Pour les orthodoxes et traditionalistes, confier le rabbinat à une femme n’est pas conforme à la loi juive. Une position contestée par la tendance libérale (progressiste) et le courant massorti (sensibilité progressiste, mais plus traditionnelle dans son rapport aux sources que la mouvance libérale). Ainsi que par la branche « moderne » des orthodoxes.

« Rien dans les textes n’interdit aux femmes l’accès à l’étude et à la lecture de la Torah », affirme à l’AFP Pauline Bebe, la première femme rabbin de France (mouvance libérale), qui participe à cette rencontre.

« Dans notre histoire, il y a toujours eu des femmes qui, même si elles étaient minoritaires, ont eu des rôles particuliers. Certaines ont enseigné, d’autres ont remplacé leur mari rabbin, ou ont eu des rôles d’autorité ».

La première femme rabbin, la berlinoise Regina Jonas ordonnée en 1935, est morte à Auschwitz en 1944. Il a fallu ensuite attendre 1972 pour qu’une femme soit de nouveau ordonnée, aux Etats-Unis.

Actuellement, on compte en tout environ un millier de femmes rabbins dans le monde. Quelque 800 sont installées aux Etats-Unis, une cinquantaine en Europe, le reste en Israël.

Peu de pays pour se former

Dans les courants orthodoxe et massorti, les femmes peuvent se former en Israël, aux Etats-Unis (en Argentine aussi pour les massortis). Les femmes « libérales » peuvent étudier dans ces deux pays ainsi qu’en Angleterre. C’est le cas de Daniela Touati, qui va devenir début juillet, après son ordination, la 4e femme rabbin exerçant en France.
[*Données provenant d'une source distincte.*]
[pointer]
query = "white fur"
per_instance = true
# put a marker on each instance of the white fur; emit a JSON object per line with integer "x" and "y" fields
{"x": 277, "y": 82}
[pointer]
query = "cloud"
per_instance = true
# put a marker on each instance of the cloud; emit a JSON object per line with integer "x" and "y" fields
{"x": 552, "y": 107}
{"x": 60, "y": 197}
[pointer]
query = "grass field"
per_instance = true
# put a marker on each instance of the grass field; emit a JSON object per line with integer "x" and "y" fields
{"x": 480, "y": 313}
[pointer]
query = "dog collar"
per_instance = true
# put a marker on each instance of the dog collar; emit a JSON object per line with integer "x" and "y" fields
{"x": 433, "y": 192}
Pas de séminaire, donc, pour femmes en France. « Je suis obligée de partir trois ans aux Etats-Unis », regrette Myriam Ackermann-Sommer, élève à Yeshivat Maharat, un séminaire new-yorkais qui forme les femmes rabbins orthodoxes.
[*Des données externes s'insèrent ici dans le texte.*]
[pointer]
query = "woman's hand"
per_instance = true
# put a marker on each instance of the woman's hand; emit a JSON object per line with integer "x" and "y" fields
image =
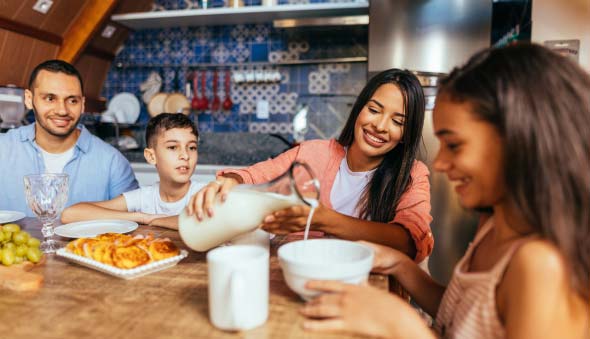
{"x": 386, "y": 259}
{"x": 291, "y": 219}
{"x": 361, "y": 309}
{"x": 204, "y": 199}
En France, les trois femmes rabbins Pauline Bebe, Delphine Horvilleur et Floriane Chinsky, les seules françaises, exercent au sein de communautés non reconnues par le Consistoire, qui organise le culte israélite depuis Napoléon.

Le rabbin Floriane Chinsky pose avec des phylactères, à Troyes, lors du premier congrès de femmes rabbin, le 17 juin 2019. (Crédit : BERTRAND GUAY / AFP)

« En France et dans le monde francophone, on est en retard sur l’acceptation des femmes dans des rôles de leader et la réinterprétation de nos textes », constate Daniela Touati.

Prendre sa place

Bitya Rozen-Goldberg, qui vit en Israël, ordonnée rabbin en 2016, explique: « en Israël, les femmes rabbins, ce n’est pas du tout courant ». Elle-même (courant orthodoxe moderne) n’a pas de « communauté » à proprement parler, mais a monté un centre d’étude francophone de la littérature juive qui s’adresse à tous les publics.

Le rabbin Delphine Horvilleur. (Crédit : autorisation de MJLF)

Rabbin vivant à Jérusalem, première femme a y avoir été formée, dans une école massortie, il y a 25 ans, Valérie Stessin raconte qu' »au début, cela a beaucoup surpris. Puis on s’est dit pourquoi pas ? » « Mais légalement, par exemple, je n’ai pas le droit de faire des mariages ».

« La question de la place des femmes reste pertinente aujourd’hui, dans un monde où l’on voit un retour en force des voix conservatrices, que ce soit politiquement ou religieusement », relève Delphine Horvilleur.

Timides avancées

Les responsables libérales et massorties observent que le nombre de femmes étudiantes progresse plus que celui des hommes.

« La plupart des synagogues massorties sont égalitaires, hommes et femmes y ont le même statut, il n’y a pas de séparation, ils sont assis de façon mixte » (au contraire de la plupart des synagogues orthodoxes), constate d’autre part Valérie Stessin.

Par ailleurs, en France, une « formation en cinq ans va ouvrir l’an prochain », dans le courant libéral, se réjouit Pauline Bebe.

L’élève rabbin roumaine Daniela Touati à côté de la rabbin Floriane Chinsky (d) Laliv Cleman, docteure en littérature rabbinique (g) à Troyes, lors du premier congrès de femmes rabbin, le 17 juin 2019. (Crédit : BERTRAND GUAY / AFP)

Plus largement, « faire bouger les choses dans le judaïsme, c’est aussi l’occasion d’avoir une réflexion sur le rôle des femmes dans les différentes religions et évidemment dans la société », relève-t-elle.